C Mistretta1*, (1) University of Wisconsin, Madison, WI

MO-D-213CD-4 Monday 2:00:00 PM - 3:50:00 PM Room: 213CD

During the past decade the use of undersampled acquisition and constrained reconstruction have led to significant increases in data acquisition speed, SNR, spatial resolution and temporal resolution in MR imaging. When a separately acquired constraining image is combined with an angiographic time series the traditional tradeoff between spatial and temporal resolution is greatly reduced. Artifacts and limited resolution that would normally be associated with a rapid highly undersampled temporal image series are mitigated by the constrained reconstruction process which transfers the SNR and spatial resolution of the constraining image to the individual time frames.

In rotational C-Arm DSA a 3D image volume is formed from all the projections acquired during the C-Arm rotation. Although the individual projections contain temporal information, the reconstructed 3D image has no temporal information and represents a composite of the vascular filling that has occurred during the iodine injection. However, the 3D cone beam CT reconstruction can be used to constrain the reconstruction of one 3D volume for each of the rotational projections. This extends the traditional DSA time series of 2D images to a series of 3D volumes at rates up to 30 per second.

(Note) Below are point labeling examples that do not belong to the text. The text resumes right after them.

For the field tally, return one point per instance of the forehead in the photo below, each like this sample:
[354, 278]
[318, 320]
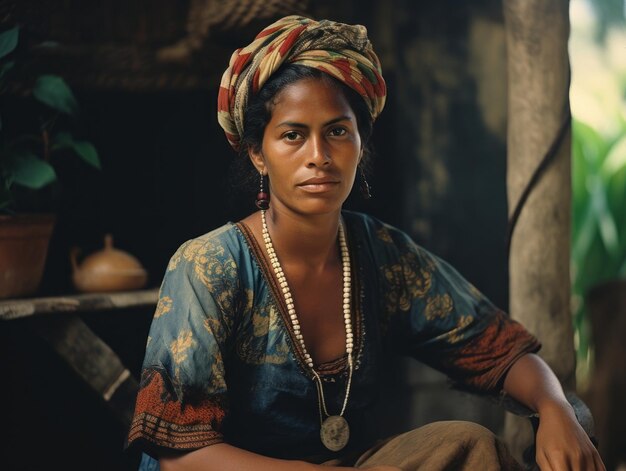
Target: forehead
[310, 98]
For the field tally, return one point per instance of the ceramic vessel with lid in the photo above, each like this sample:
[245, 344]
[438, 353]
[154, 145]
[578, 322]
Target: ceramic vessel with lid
[109, 269]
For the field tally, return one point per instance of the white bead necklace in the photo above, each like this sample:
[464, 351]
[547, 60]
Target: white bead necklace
[334, 429]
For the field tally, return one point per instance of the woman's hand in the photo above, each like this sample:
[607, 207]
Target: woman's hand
[562, 444]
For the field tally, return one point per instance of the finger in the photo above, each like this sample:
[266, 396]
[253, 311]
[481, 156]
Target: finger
[558, 461]
[543, 462]
[598, 461]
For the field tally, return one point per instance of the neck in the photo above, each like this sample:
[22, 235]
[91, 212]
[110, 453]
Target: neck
[311, 240]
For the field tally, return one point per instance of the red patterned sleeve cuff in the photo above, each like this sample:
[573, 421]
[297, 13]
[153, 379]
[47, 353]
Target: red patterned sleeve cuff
[162, 420]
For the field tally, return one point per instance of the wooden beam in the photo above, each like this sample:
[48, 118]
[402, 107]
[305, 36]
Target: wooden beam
[19, 308]
[93, 361]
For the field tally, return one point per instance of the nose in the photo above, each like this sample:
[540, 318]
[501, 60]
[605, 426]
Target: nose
[319, 154]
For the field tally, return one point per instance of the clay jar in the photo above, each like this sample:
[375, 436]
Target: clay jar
[107, 270]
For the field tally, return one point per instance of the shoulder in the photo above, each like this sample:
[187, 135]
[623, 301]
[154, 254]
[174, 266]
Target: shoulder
[379, 233]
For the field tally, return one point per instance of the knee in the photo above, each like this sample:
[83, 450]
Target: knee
[468, 432]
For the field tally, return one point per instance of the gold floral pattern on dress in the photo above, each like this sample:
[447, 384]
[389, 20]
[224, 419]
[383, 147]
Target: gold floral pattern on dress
[457, 334]
[267, 344]
[163, 306]
[180, 346]
[438, 306]
[407, 281]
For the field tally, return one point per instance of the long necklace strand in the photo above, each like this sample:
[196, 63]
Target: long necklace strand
[334, 440]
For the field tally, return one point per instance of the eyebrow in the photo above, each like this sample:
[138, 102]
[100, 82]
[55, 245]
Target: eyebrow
[294, 124]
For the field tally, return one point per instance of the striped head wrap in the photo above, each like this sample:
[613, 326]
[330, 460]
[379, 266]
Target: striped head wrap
[340, 50]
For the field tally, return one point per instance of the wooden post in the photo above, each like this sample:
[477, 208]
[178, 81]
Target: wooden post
[537, 32]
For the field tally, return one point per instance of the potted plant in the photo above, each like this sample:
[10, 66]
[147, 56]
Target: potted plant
[27, 173]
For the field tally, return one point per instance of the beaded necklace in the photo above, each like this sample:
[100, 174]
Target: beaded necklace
[334, 429]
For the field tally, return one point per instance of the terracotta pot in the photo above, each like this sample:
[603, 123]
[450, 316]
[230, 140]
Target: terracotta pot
[109, 269]
[23, 248]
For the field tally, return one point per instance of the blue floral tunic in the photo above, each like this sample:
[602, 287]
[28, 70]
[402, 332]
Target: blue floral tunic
[222, 363]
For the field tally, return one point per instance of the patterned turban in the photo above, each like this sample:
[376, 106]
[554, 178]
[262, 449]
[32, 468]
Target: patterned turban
[342, 51]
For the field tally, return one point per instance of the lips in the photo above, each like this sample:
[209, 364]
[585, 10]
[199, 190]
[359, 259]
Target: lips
[318, 184]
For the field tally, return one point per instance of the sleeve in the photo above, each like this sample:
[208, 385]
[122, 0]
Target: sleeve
[441, 319]
[182, 398]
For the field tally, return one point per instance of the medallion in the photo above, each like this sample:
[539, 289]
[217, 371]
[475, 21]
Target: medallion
[335, 432]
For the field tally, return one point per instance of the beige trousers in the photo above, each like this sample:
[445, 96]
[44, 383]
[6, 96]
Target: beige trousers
[441, 446]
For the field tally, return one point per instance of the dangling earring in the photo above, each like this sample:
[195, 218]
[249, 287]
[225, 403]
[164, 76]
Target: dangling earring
[365, 187]
[262, 198]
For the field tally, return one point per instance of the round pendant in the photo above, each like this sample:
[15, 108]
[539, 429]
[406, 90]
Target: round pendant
[335, 432]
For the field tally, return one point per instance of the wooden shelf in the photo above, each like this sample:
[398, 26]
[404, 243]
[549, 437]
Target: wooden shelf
[19, 308]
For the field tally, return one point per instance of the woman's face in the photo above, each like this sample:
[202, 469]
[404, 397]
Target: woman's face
[311, 148]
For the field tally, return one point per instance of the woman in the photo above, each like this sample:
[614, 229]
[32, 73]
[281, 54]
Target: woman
[268, 341]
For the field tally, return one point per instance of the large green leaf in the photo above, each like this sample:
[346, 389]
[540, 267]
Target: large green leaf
[84, 149]
[8, 41]
[604, 217]
[594, 146]
[54, 92]
[30, 171]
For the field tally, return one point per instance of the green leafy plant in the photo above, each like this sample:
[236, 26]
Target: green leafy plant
[27, 160]
[599, 218]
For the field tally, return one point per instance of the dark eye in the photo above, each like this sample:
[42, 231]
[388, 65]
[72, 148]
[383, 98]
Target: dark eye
[337, 132]
[291, 135]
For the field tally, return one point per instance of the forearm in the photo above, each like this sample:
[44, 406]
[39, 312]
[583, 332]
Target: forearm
[531, 381]
[224, 457]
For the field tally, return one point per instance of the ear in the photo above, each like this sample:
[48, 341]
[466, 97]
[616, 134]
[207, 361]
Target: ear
[258, 160]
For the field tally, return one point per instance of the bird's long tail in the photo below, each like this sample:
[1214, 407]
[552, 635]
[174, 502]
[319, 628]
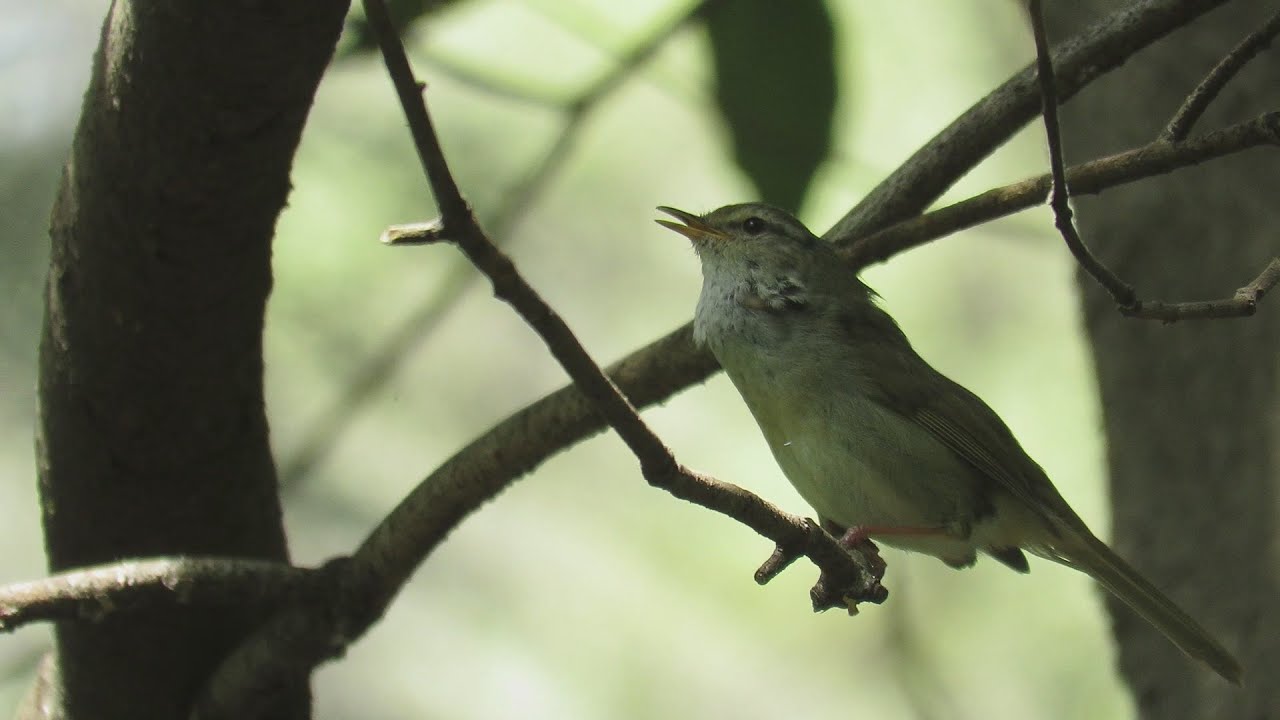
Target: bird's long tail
[1093, 557]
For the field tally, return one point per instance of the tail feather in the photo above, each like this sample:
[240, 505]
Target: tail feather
[1124, 582]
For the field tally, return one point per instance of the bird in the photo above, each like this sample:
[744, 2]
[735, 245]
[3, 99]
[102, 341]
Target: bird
[878, 442]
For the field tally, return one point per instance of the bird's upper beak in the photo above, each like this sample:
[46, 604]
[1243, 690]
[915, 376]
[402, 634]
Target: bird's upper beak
[694, 227]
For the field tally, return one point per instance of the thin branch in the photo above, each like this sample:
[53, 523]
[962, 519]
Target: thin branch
[1087, 178]
[296, 641]
[92, 593]
[1060, 194]
[383, 361]
[658, 464]
[992, 121]
[1242, 304]
[1216, 80]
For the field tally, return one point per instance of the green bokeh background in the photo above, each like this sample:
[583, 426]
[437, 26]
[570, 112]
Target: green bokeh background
[583, 593]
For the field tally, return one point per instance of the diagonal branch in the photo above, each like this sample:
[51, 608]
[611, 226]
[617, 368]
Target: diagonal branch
[1059, 195]
[992, 121]
[1216, 80]
[1244, 301]
[383, 361]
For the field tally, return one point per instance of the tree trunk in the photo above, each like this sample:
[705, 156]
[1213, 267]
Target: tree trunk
[1189, 409]
[152, 437]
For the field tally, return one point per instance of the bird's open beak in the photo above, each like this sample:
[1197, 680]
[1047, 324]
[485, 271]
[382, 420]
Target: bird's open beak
[694, 227]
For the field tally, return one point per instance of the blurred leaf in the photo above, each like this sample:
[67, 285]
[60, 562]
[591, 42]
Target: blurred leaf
[359, 39]
[776, 87]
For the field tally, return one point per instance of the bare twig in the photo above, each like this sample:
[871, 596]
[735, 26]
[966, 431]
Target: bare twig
[991, 122]
[295, 641]
[1087, 178]
[92, 593]
[1242, 304]
[1060, 192]
[657, 463]
[383, 361]
[1216, 80]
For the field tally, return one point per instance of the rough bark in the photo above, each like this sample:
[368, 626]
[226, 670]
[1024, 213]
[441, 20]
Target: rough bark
[1189, 409]
[152, 437]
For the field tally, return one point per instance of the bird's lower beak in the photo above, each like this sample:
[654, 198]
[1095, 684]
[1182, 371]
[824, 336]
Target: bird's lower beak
[694, 227]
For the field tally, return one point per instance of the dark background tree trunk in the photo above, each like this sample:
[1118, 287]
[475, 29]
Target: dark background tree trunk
[152, 434]
[1189, 409]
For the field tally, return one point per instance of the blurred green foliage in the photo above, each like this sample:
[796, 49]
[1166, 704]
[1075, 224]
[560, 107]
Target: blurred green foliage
[581, 593]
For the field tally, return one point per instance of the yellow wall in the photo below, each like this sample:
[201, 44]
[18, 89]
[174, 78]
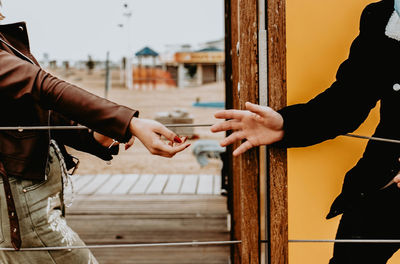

Similar techniques can be used to provide fluoroscopy that can be embedded in the 3D space of the constraining volume and viewed from arbitrary angles without gantry motion. This overcomes the problem of forbidden views and guarantees that an intervention can be done without having to send patients to surgery. Unlike 4D DSA which requires only one source and receptor, 4D Fluoroscopy requires a bi-plane fluoroscopy system.

Learning objective
To understand the application of undersampling and constrained reconstruction to 4D DSA and Fluoroscopy.